Taking a break from his biology studies at Penn State University, 18-year-old Clinton Aiyedun said he would not be the young man he is today were it not for his mentors at the United Black Men of Queens.
“They showed me that I count in my community and I count in the world,” said Aiyedun, who is attending college on a partial scholarship the foundation provided.
On Friday, Aiyedun will return to Queens when the United Black Men will recognize this year’s crop of 15 young men at its 37th annual Community Awards and Scholarship Dinner-Dance.
Aiyedun said one of the things his mentors instilled in him was a sense of duty to be the next generation of mentors.
“I’m coming back to the group because I feel I have to help other generations after me,” he said. “As much help as I got from them, I should help others.”
Executive Director Rodney Pride said that after years of mentoring the young students, the scholarship is a way to keep the door open.
“Since we’re not able to see them every day in college, this affords us the opportunity to touch base and say, ‘Hey, how are young doing? Do you need any help?’” he explained.
Jeff Oyo, who is studying economics and mathematics at the State University of New York in Buffalo, said he takes every chance he gets to touch base with the group.
“Every year I keep in touch. Anytime I’m down back in the city I try to touch base and continue the relationship,” he said.
The United Black Men mentor young students of color throughout southeast Queens. Most recently the group partnered with more than two dozen schools for the Dads Take Your Child to School Day.
This year’s priority, Pride said, was to help August Martin High School get a fresh start. The school, named after the first African-American commercial pilot, has a new principal this year after the city almost closed it. School officials planned to rename it the School of Opportunities at the August Martin Campus.

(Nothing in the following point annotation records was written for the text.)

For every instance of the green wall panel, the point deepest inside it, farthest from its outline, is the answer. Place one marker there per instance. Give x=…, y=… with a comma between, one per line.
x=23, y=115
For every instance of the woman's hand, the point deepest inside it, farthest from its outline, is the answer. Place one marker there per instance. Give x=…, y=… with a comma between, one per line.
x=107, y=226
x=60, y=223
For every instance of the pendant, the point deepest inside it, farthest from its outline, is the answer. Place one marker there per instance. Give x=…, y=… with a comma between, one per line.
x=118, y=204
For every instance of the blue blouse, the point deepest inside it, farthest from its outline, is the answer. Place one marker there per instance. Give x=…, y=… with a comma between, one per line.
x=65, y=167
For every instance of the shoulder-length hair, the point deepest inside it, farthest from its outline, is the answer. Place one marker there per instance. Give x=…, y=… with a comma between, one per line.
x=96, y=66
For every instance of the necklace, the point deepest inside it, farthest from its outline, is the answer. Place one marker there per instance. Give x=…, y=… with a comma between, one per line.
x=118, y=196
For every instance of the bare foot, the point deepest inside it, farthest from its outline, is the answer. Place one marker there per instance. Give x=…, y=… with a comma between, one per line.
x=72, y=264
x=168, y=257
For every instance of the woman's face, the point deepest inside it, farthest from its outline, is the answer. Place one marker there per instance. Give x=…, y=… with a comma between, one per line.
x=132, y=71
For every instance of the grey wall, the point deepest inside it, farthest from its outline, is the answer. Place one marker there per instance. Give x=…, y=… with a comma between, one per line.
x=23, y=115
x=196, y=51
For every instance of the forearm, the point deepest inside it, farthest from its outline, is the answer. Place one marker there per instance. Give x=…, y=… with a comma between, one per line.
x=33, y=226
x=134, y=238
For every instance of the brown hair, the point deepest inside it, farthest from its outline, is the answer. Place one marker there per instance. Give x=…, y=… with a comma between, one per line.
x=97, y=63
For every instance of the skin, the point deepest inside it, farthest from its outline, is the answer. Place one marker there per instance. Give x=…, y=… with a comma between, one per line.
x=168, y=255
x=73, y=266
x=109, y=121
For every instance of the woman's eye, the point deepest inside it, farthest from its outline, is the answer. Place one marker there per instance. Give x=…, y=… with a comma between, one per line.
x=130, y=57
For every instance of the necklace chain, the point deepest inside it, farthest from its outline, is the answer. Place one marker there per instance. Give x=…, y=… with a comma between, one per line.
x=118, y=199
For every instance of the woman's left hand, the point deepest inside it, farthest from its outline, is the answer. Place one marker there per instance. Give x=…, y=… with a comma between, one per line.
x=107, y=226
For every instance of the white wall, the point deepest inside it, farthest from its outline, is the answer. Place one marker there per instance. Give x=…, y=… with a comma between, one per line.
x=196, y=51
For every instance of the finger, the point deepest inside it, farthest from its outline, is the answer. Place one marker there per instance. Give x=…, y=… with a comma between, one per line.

The school was placed on this year’s list of poor-performing schools.
“For the first year we’re trying to start fresh and anew and build a high school that hit rock bottom,” Pride said.
A number of other things are looking up in southeast Queens. Average English and math scores for third- through eighth-graders in southeast Queens’ District 29 have climbed in six out of the last seven years. Just this year the popular Eagle Academy for Young Men started the school year in its new home, the former Allen Christian School. The all-boys school partners students with mentors and is a hit in the community.
Pride said that over the 20 years he has lived in the borough — the last five of which he has spent with the foundation — things have improved.
“I think we’ve made headway, but we still have a long, long way to go,” he said.